Comme les Objectifs de Développement Durable (ODD) des Nations Unies et leur mise en œuvre sont d’une importance capitale pour la conférence Women Deliver, il est pertinent de noter que les femmes dalits et autochtones sont souvent confrontées à un accès limité ou inexistant aux soins de santé en raison de la pauvreté et de la discrimination. La même chose vaut pour l’éducation et un certain nombre d’autres domaines clés. Ce manque d’accès condamne ces groupes d’être à la traîne des autres femmes – contrairement à l’esprit et à l’engagement des ODD qui sont censés veiller à ce que personne ne soit laissé derrière.
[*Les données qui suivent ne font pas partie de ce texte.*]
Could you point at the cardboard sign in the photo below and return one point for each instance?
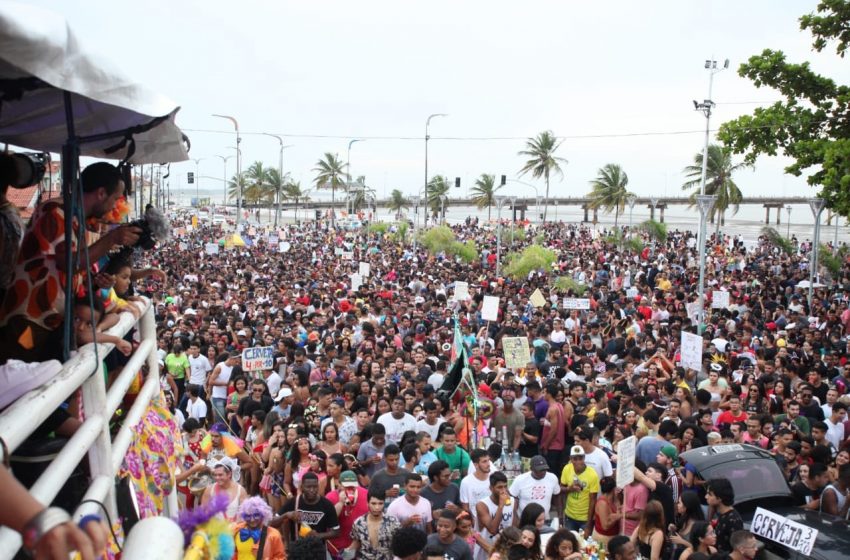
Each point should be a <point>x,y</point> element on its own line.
<point>258,358</point>
<point>774,527</point>
<point>720,299</point>
<point>626,461</point>
<point>576,303</point>
<point>490,308</point>
<point>461,291</point>
<point>537,299</point>
<point>517,353</point>
<point>691,351</point>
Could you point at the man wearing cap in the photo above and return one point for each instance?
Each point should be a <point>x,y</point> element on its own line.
<point>350,501</point>
<point>538,485</point>
<point>581,485</point>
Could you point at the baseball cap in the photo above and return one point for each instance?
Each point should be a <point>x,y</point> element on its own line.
<point>538,463</point>
<point>348,478</point>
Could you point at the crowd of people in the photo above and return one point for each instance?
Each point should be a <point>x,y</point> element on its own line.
<point>352,442</point>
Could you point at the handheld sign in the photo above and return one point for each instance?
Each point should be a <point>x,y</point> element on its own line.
<point>576,303</point>
<point>490,308</point>
<point>258,358</point>
<point>537,299</point>
<point>777,528</point>
<point>517,353</point>
<point>626,461</point>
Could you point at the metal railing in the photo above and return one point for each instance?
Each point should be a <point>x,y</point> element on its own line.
<point>105,455</point>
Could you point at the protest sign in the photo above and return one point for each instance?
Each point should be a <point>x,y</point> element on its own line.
<point>691,351</point>
<point>490,308</point>
<point>576,303</point>
<point>719,299</point>
<point>536,298</point>
<point>777,528</point>
<point>626,461</point>
<point>461,291</point>
<point>258,358</point>
<point>517,353</point>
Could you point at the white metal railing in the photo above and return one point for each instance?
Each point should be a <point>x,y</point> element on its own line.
<point>105,455</point>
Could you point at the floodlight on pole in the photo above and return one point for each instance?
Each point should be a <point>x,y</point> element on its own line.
<point>238,167</point>
<point>705,203</point>
<point>817,205</point>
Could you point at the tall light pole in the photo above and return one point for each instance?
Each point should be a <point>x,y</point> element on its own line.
<point>224,161</point>
<point>705,203</point>
<point>817,205</point>
<point>788,223</point>
<point>631,200</point>
<point>238,167</point>
<point>348,167</point>
<point>415,200</point>
<point>280,174</point>
<point>427,137</point>
<point>500,201</point>
<point>705,108</point>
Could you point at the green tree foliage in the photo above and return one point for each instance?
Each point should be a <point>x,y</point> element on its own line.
<point>484,192</point>
<point>718,180</point>
<point>811,125</point>
<point>609,190</point>
<point>542,161</point>
<point>533,258</point>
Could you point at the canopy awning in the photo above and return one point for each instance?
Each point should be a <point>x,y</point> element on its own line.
<point>41,59</point>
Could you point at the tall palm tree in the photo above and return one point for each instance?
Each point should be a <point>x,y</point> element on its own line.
<point>276,185</point>
<point>609,190</point>
<point>718,181</point>
<point>542,161</point>
<point>398,202</point>
<point>438,187</point>
<point>330,174</point>
<point>484,192</point>
<point>292,191</point>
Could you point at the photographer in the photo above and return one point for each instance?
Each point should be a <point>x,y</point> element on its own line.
<point>31,319</point>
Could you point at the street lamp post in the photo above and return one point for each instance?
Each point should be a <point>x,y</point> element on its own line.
<point>198,180</point>
<point>817,205</point>
<point>238,167</point>
<point>415,200</point>
<point>280,175</point>
<point>427,137</point>
<point>705,203</point>
<point>224,161</point>
<point>631,200</point>
<point>500,201</point>
<point>788,223</point>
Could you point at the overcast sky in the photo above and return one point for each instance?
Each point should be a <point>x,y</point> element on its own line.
<point>608,76</point>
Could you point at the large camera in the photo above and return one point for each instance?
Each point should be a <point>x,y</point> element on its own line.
<point>23,169</point>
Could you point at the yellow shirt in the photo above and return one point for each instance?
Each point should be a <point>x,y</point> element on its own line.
<point>578,503</point>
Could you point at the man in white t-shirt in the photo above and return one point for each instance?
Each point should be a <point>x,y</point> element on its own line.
<point>536,486</point>
<point>432,421</point>
<point>397,421</point>
<point>476,485</point>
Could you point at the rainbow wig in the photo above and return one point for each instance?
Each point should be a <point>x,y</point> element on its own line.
<point>255,506</point>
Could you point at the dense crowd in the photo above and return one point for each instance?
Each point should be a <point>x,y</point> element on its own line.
<point>352,437</point>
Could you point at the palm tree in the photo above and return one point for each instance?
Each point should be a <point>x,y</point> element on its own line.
<point>398,202</point>
<point>438,187</point>
<point>542,160</point>
<point>718,181</point>
<point>276,185</point>
<point>609,190</point>
<point>484,192</point>
<point>292,191</point>
<point>330,175</point>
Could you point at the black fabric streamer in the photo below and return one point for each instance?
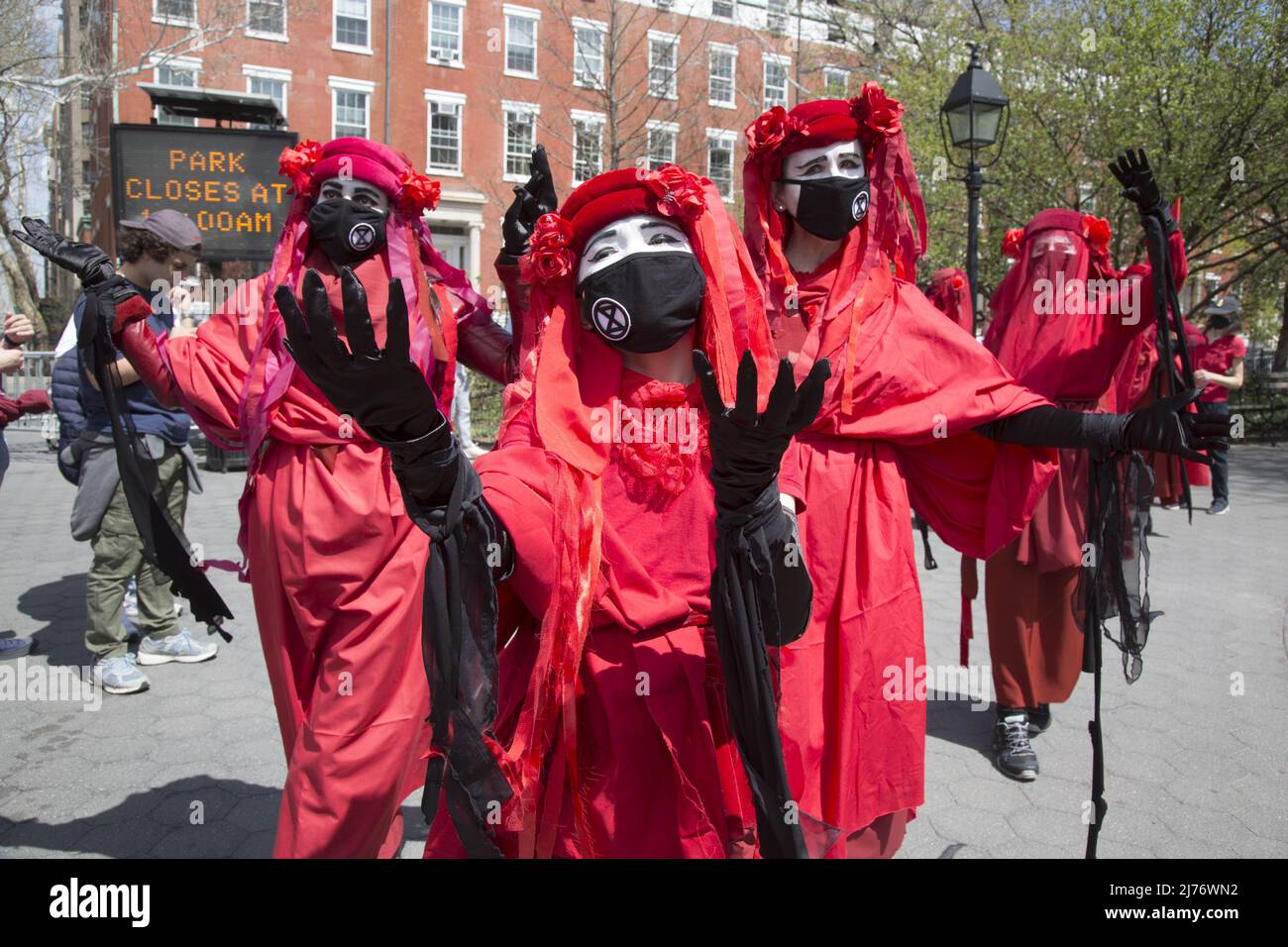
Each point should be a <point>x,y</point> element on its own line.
<point>1116,585</point>
<point>745,615</point>
<point>459,650</point>
<point>163,541</point>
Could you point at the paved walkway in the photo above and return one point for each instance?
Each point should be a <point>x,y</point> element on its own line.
<point>1197,749</point>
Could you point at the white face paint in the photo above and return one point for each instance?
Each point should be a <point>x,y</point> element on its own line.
<point>629,236</point>
<point>837,159</point>
<point>1052,243</point>
<point>355,189</point>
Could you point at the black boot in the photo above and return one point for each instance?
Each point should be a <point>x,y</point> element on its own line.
<point>1016,757</point>
<point>1039,719</point>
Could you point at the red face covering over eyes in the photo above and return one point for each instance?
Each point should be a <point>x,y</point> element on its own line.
<point>550,449</point>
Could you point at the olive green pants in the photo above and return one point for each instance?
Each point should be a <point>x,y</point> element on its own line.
<point>119,554</point>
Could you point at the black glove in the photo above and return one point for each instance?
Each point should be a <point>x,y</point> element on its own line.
<point>382,390</point>
<point>1140,187</point>
<point>1167,427</point>
<point>746,447</point>
<point>85,261</point>
<point>529,202</point>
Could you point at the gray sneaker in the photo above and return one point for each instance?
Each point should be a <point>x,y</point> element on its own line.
<point>121,676</point>
<point>180,647</point>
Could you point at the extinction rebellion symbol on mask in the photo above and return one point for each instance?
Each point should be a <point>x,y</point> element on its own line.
<point>362,236</point>
<point>612,320</point>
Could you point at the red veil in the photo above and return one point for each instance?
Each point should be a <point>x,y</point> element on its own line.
<point>568,373</point>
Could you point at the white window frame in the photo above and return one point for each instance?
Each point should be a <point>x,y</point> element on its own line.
<point>335,84</point>
<point>599,26</point>
<point>828,71</point>
<point>263,35</point>
<point>273,73</point>
<point>348,47</point>
<point>506,106</point>
<point>174,21</point>
<point>674,39</point>
<point>733,77</point>
<point>584,118</point>
<point>445,98</point>
<point>175,62</point>
<point>522,13</point>
<point>459,63</point>
<point>730,138</point>
<point>786,62</point>
<point>657,125</point>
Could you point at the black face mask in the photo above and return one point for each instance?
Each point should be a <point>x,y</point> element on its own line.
<point>347,231</point>
<point>829,208</point>
<point>644,303</point>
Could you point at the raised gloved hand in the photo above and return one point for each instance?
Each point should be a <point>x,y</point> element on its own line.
<point>532,200</point>
<point>747,447</point>
<point>381,389</point>
<point>85,261</point>
<point>1140,187</point>
<point>1167,427</point>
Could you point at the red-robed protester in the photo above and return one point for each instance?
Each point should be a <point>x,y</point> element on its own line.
<point>949,292</point>
<point>603,727</point>
<point>1063,320</point>
<point>330,551</point>
<point>897,423</point>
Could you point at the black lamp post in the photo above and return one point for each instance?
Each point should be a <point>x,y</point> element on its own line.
<point>977,115</point>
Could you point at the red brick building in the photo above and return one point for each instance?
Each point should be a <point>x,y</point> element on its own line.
<point>467,86</point>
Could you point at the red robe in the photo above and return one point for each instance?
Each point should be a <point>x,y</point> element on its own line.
<point>660,772</point>
<point>1034,637</point>
<point>334,566</point>
<point>851,720</point>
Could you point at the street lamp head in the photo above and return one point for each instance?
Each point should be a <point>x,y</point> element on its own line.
<point>975,108</point>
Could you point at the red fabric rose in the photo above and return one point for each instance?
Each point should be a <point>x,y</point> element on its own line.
<point>677,192</point>
<point>419,192</point>
<point>772,129</point>
<point>549,256</point>
<point>1013,241</point>
<point>1098,232</point>
<point>876,112</point>
<point>297,163</point>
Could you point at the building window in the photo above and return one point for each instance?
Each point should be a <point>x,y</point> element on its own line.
<point>520,138</point>
<point>351,114</point>
<point>520,42</point>
<point>353,25</point>
<point>446,31</point>
<point>175,11</point>
<point>836,82</point>
<point>664,53</point>
<point>776,16</point>
<point>720,159</point>
<point>661,144</point>
<point>445,132</point>
<point>776,80</point>
<point>270,85</point>
<point>588,146</point>
<point>183,76</point>
<point>588,53</point>
<point>266,18</point>
<point>721,62</point>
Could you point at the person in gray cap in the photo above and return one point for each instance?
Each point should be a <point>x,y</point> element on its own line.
<point>156,252</point>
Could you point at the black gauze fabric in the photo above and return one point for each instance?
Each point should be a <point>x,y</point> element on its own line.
<point>347,231</point>
<point>829,208</point>
<point>645,302</point>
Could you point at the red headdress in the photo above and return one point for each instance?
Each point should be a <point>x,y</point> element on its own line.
<point>949,291</point>
<point>894,228</point>
<point>570,373</point>
<point>408,256</point>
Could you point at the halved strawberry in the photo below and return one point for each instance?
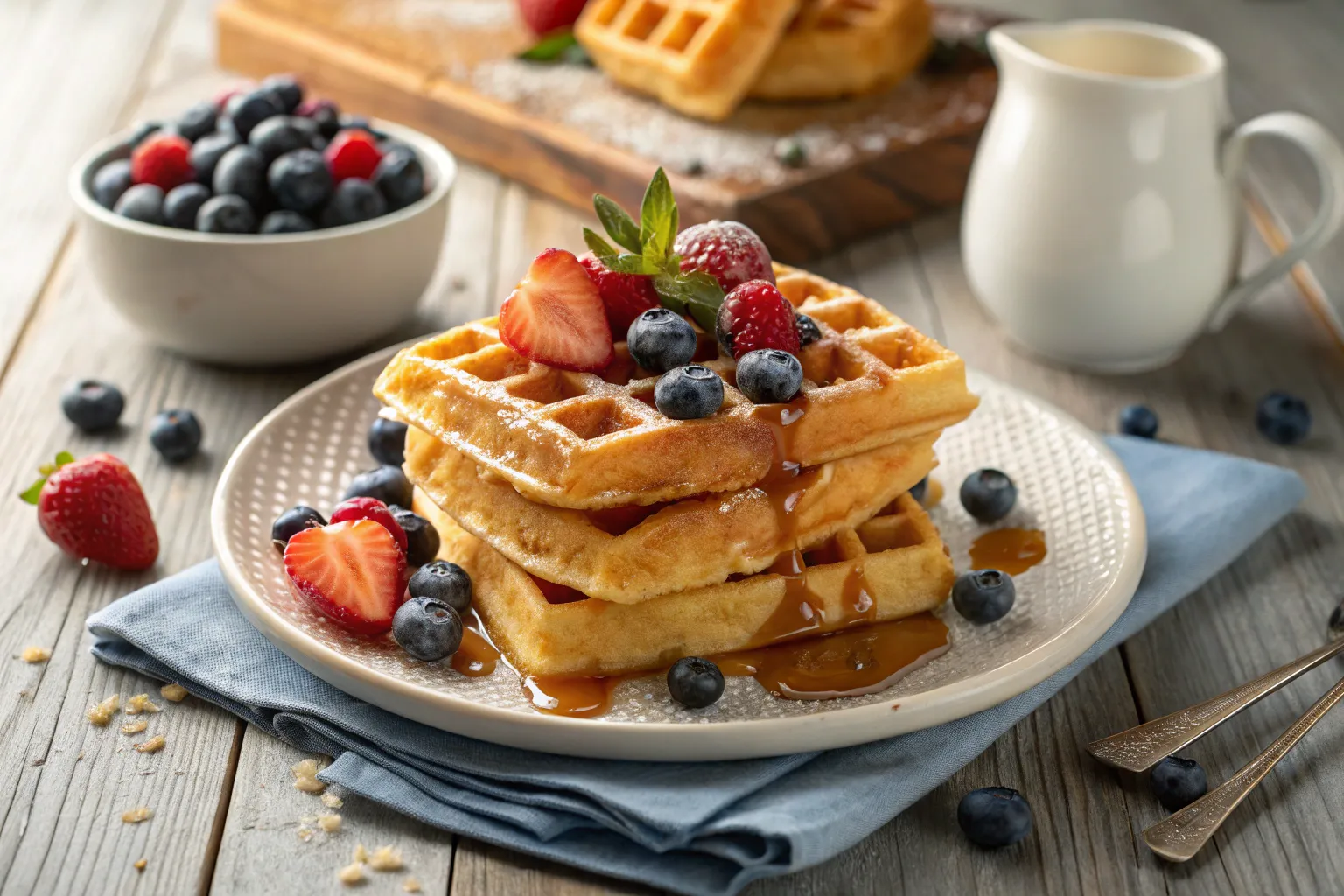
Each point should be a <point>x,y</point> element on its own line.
<point>556,318</point>
<point>350,571</point>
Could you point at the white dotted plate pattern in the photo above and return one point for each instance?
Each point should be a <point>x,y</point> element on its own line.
<point>1070,485</point>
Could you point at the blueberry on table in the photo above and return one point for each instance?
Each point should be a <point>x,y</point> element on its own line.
<point>984,595</point>
<point>993,817</point>
<point>226,215</point>
<point>143,203</point>
<point>175,434</point>
<point>1140,421</point>
<point>695,682</point>
<point>428,629</point>
<point>293,522</point>
<point>93,406</point>
<point>988,494</point>
<point>386,482</point>
<point>1283,418</point>
<point>769,376</point>
<point>660,340</point>
<point>444,582</point>
<point>1178,782</point>
<point>689,393</point>
<point>110,182</point>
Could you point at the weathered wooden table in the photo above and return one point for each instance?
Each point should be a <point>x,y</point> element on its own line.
<point>226,815</point>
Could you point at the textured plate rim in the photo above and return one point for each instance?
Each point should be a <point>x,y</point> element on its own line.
<point>679,742</point>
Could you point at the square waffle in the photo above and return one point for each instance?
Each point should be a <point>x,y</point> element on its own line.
<point>586,441</point>
<point>628,555</point>
<point>897,555</point>
<point>699,57</point>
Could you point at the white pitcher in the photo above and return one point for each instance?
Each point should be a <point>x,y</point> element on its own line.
<point>1103,216</point>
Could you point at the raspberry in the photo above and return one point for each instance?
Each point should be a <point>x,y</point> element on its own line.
<point>624,296</point>
<point>756,316</point>
<point>729,250</point>
<point>163,160</point>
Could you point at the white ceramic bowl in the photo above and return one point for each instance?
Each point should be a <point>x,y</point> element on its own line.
<point>266,300</point>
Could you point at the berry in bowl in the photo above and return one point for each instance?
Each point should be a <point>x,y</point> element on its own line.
<point>263,228</point>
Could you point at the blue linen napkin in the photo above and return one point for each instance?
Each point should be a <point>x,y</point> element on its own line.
<point>695,828</point>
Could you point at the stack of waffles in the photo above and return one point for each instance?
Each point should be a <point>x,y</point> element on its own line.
<point>604,537</point>
<point>704,57</point>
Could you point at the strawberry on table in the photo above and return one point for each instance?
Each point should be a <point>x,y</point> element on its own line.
<point>93,508</point>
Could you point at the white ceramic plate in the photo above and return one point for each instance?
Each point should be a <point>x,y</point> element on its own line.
<point>1070,485</point>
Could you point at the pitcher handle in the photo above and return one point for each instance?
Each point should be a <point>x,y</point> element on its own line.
<point>1326,156</point>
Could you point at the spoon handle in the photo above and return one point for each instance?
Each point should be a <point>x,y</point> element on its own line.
<point>1144,746</point>
<point>1180,836</point>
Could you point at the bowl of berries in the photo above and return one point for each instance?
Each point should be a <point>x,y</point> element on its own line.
<point>263,228</point>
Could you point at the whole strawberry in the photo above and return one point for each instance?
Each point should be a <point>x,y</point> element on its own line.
<point>93,508</point>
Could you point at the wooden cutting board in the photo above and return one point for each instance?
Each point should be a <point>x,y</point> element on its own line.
<point>448,67</point>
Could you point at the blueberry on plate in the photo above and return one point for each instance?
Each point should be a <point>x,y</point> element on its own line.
<point>143,202</point>
<point>110,182</point>
<point>769,376</point>
<point>183,203</point>
<point>175,434</point>
<point>993,817</point>
<point>226,214</point>
<point>660,340</point>
<point>386,482</point>
<point>983,595</point>
<point>988,494</point>
<point>689,393</point>
<point>1283,418</point>
<point>293,522</point>
<point>93,406</point>
<point>1138,419</point>
<point>444,582</point>
<point>1178,782</point>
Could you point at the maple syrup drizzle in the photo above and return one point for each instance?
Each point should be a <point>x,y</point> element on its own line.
<point>1012,551</point>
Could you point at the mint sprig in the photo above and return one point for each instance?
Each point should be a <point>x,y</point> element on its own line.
<point>648,251</point>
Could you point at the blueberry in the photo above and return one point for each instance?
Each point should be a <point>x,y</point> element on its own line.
<point>110,182</point>
<point>207,152</point>
<point>198,121</point>
<point>388,441</point>
<point>93,406</point>
<point>444,582</point>
<point>1138,419</point>
<point>242,172</point>
<point>226,214</point>
<point>300,180</point>
<point>689,393</point>
<point>421,537</point>
<point>175,434</point>
<point>353,200</point>
<point>988,494</point>
<point>983,595</point>
<point>1178,782</point>
<point>426,629</point>
<point>993,817</point>
<point>143,202</point>
<point>1283,418</point>
<point>293,522</point>
<point>695,682</point>
<point>386,482</point>
<point>399,178</point>
<point>769,376</point>
<point>183,202</point>
<point>660,340</point>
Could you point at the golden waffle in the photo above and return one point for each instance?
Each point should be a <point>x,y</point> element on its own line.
<point>584,441</point>
<point>699,57</point>
<point>843,47</point>
<point>905,569</point>
<point>628,555</point>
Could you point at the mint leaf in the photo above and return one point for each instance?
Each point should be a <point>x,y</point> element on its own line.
<point>620,226</point>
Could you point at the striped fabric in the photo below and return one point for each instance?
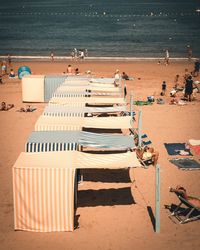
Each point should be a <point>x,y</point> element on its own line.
<point>47,147</point>
<point>91,100</point>
<point>84,94</point>
<point>62,110</point>
<point>43,192</point>
<point>78,88</point>
<point>109,141</point>
<point>51,83</point>
<point>46,141</point>
<point>49,123</point>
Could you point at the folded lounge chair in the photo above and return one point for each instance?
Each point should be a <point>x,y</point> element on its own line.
<point>187,213</point>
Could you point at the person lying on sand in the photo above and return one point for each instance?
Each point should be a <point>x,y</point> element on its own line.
<point>148,153</point>
<point>182,191</point>
<point>6,107</point>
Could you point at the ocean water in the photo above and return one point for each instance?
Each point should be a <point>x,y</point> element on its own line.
<point>125,28</point>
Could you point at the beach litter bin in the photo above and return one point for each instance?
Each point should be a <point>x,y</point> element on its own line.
<point>23,70</point>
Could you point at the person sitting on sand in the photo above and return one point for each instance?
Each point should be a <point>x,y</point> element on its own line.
<point>182,191</point>
<point>69,69</point>
<point>1,80</point>
<point>5,107</point>
<point>12,73</point>
<point>117,78</point>
<point>77,72</point>
<point>125,76</point>
<point>164,87</point>
<point>27,109</point>
<point>148,153</point>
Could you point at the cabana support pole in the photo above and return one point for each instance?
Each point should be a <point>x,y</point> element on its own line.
<point>157,222</point>
<point>140,128</point>
<point>131,103</point>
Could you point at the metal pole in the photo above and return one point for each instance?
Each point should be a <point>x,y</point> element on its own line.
<point>157,222</point>
<point>140,128</point>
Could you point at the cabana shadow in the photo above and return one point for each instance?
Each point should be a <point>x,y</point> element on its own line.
<point>105,197</point>
<point>106,175</point>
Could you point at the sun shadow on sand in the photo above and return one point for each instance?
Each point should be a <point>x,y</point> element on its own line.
<point>106,175</point>
<point>105,197</point>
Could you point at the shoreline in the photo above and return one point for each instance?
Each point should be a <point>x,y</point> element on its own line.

Comme ces inégalités structurelles affectent des centaines de millions de filles et de femmes, il devient encore plus urgent d’inclure le sort des femmes dalits et autochtones dans les discussions de la conférence Women Deliver, en particulier celles qui se concentrent sur la violence contre les femmes et l’accès à la justice, la santé, l’éducation et la participation politique – et de trouver des solutions qui permettront à ces groupes marginalisés de devenir les moteurs du développement et de puissants agents de changement.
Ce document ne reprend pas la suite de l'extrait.